DEMOCRACY; in the etymological (ancient Greek) sense, the rule of the people. Most often, it is about the liberal-civic, bourgeois multi-party paradigm, that is, representative parliamentary democracy whose legitimacy rests on transparently conducted elections and the application of the achieved results to social and political reality, and is almost proverbially, but not exclusively, linked to some version of the capitalist economy .

This type of democracy is in great crisis. Right-wing ruling policies in countries such as today's Hungary and/or Poland - Croatia is also mentioned in that society - represent the trends of the so-called illiberal democracy: it is a combination of autocracy and populism in politics, neoliberalism in economics and cultural neoconservatism.

Current cases such as the election and rule of the American President Donald Trump (a form of presidential system), point to the increasing influence of the marketing industry, which uses the digital and new media infrastructure extremely skillfully. social networks for manipulation of voting mood and affinities regarding the political election.
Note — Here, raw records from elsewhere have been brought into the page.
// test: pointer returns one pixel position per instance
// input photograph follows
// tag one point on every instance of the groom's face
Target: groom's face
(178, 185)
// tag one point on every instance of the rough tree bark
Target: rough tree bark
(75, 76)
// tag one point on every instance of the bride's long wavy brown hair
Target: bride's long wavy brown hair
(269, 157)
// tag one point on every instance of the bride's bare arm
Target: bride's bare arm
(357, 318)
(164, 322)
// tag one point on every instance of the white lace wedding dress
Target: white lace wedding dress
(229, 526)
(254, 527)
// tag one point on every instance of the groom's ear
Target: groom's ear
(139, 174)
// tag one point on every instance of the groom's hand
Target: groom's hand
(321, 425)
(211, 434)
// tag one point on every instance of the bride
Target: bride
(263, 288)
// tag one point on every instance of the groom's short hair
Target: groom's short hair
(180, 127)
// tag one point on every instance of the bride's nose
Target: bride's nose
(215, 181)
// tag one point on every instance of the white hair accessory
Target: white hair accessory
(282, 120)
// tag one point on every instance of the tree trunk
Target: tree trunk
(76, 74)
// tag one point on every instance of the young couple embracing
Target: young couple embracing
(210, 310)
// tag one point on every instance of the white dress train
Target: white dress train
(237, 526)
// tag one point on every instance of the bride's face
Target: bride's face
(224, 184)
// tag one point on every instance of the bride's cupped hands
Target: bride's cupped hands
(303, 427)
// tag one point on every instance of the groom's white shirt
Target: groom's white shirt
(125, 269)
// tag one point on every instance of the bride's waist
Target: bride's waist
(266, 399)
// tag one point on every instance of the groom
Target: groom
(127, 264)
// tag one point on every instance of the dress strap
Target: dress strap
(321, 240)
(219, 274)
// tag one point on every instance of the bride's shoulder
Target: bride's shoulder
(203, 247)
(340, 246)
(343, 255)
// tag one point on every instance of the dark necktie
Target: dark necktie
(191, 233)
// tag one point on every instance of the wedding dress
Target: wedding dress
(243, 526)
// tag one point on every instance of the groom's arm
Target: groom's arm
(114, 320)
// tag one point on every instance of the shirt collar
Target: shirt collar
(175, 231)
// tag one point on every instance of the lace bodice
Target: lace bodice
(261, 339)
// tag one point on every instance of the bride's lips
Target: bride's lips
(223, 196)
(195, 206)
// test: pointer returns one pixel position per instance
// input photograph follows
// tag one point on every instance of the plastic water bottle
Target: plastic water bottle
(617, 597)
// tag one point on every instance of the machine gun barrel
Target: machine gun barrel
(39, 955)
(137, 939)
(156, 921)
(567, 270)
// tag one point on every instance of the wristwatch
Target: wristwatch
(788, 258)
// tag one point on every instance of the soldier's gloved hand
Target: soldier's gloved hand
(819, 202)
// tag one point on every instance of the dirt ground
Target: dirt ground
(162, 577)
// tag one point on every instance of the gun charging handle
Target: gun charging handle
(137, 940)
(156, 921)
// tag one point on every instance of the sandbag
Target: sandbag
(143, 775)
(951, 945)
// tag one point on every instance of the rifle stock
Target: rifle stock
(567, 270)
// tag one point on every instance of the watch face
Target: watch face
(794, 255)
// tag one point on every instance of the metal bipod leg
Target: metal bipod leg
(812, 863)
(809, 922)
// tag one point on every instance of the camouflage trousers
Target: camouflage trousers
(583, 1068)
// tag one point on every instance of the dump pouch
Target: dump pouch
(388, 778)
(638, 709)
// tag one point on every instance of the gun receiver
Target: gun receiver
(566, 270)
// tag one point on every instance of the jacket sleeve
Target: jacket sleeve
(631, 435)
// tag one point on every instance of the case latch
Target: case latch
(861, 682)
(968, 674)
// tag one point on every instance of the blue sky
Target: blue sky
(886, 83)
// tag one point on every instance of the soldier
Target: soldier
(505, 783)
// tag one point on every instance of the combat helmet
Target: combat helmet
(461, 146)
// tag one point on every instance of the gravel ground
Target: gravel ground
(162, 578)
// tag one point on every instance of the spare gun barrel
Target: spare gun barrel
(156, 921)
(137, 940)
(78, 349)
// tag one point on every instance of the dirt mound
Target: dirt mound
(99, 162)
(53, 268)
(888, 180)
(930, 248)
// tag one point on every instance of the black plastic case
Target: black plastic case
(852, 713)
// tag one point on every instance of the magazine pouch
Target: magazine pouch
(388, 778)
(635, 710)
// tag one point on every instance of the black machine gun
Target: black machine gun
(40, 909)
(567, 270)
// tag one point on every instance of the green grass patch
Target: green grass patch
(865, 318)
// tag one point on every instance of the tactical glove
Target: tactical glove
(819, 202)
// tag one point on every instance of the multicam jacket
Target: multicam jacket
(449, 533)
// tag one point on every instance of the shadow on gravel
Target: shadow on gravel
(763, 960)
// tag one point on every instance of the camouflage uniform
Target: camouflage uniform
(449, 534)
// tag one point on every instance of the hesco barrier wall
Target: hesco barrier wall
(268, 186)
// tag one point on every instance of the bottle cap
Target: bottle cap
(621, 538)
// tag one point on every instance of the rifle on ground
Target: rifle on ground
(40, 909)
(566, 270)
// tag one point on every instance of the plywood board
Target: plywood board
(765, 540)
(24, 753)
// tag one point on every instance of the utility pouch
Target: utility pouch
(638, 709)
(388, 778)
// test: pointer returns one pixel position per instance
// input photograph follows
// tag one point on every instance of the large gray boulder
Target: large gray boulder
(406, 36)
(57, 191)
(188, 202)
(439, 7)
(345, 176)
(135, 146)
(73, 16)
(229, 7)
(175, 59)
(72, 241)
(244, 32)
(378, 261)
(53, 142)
In contrast to this, there are different variants of direct participatory democracy, so in this context, the example of Switzerland and its frequent referendums is often cited.

In the "Lexicon" we advocate the thesis that direct participatory democracy is more characteristic of the system of democratic socialism. One such historical case was the Yugoslav system of self-management, which - despite numerous problems and limits - had built-in elements of participatory democracy and was implemented in practice through workers' councils in companies and factories. We will remember him in Croatia ten years ago, in the context of student social activism and plenum activities at the time.

Democracy is the 'big word' of the post-socialist transition, a supposedly unproblematic, common-sense-ideological marker of the epoch. In practice, however, it turned out that the capitalist democratic multi-party system that replaced the socialist one-party system was only a Potemkin village that not only did not economically and politically improve the quality of our lives through the transition, but also set them back.

There is something more than a statistic in the fact that almost a hundred thousand (!) members of the newly founded Croatian Democratic Union (HDZ) in the early 1990s came from the ranks of defectors, people who replaced their previous membership in the Union of Communists of Croatia (SKH) overnight, in time' aligning himself with the new political national hegemon. It is parties like the HDZ that have been ruling the political scenes of the region for three decades of transition and are interest groups that are more like popular and national movements than classic modern parties in a democratic multi-party system.